Yes, if by impact you mean force, then the force experienced by the object that is hit depends on the momentum of the colliding object.
There is a formula from Newton's 2nd law, Force x time = change in momentum. If the colliding object is brought to rest $$Ft=mv$$ or $$F = \frac{mv}{t}$$
For the waterfall or falling water example, let's consider the following.
Pouring water from a jug at constant rate (kilograms per second) and stopping it with your other hand at different heights.
The $\frac{m}{t}$ part of the equation is the same, but the velocity of a falling object increases as it falls. Your hand experiences more force from the water when it's further underneath the jug simply due to the $v$ being greater further down.
Best Answer
You're looking at the net force acting on him at the instant he begins falling. And you are correct that, in the absence of air resistance, the net force that is acting on the man the instant after he begins falling in the same, given by $F_g=mg$. However, there's an old saying that says, "it's not the fall that kills you; it's the sudden stop at the end." This couldn't be more true, so to understand the difference between the two falls, we need to look at the force acting on the man as he's hitting the ground.
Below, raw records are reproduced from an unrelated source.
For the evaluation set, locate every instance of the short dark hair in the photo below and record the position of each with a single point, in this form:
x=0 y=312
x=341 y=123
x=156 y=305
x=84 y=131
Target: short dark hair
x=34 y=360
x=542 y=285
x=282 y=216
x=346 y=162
One good approximation to look at this is through the idea of impulse. Impulse is defined as the change in momentum of an object. At the instant before the man strikes the ground in each scenario, he has some momentum, $p$, given by $p=mv$ where $m$ is the mass of the man (in your example, 50 kg) and $v$ in the instantaneous velocity of the man right before he strikes the ground. At this point I'll do a little bit of hand-waving, and just say that the velocity right before striking the ground will increase as the height increases. Therefore, the $v$ before striking the ground for the 50m drop will be much higher than the $v$ from the 2m height. For the purpose of this problem, exact velocities are not important.
Ok, so now let's have the guy actually hit the ground. Although you may think that this occurs instantaneously, it actually occurs over a non-zero time interval. This is easily seen if you ever watch a collision through the aid of slow-motion. Anyway, so when the guy hits the ground, it takes some non-zero time interval, $\Delta t$ to come to rest. Assuming the guy is hitting the same surface in both scenarios, we'll assume $\Delta t$ is a constant across our trials. (This isn't quite true, but slight variations in $\Delta t$ across drop heights are negligible compared to wildly different impact velocities.)
When the guy hit's the ground, his momentum quickly goes from $p$, which is said is equivalent to the expression $mv$ to zero. This is because after he's fully collided with the ground, he's not moving anymore so his velocity, and therefore his momentum is zero. There's an equation that can be used to express this change in momentum, or impulse, in terms of force, and it's given by $$F\Delta t=m\Delta v$$ If the final velocity is zero, then $\Delta v$ is just given by $-v$, where $v$ is the velocity just prior to striking the ground. Solved for the impact force, $F$, we get that $$F=\frac{mv}{\Delta t}$$
Since the mass of the man, $m$, is the same no matter what height he is dropped from, and I said that we can (for our purposes) treat the time interval $\Delta t$ as a constant as well, you can see that the impact force, $F$, is proportional to the velocity $v$ the jumper has when he hits the ground. And as a mentioned earlier, higher drop height means higher final velocity, and therefore larger impact force.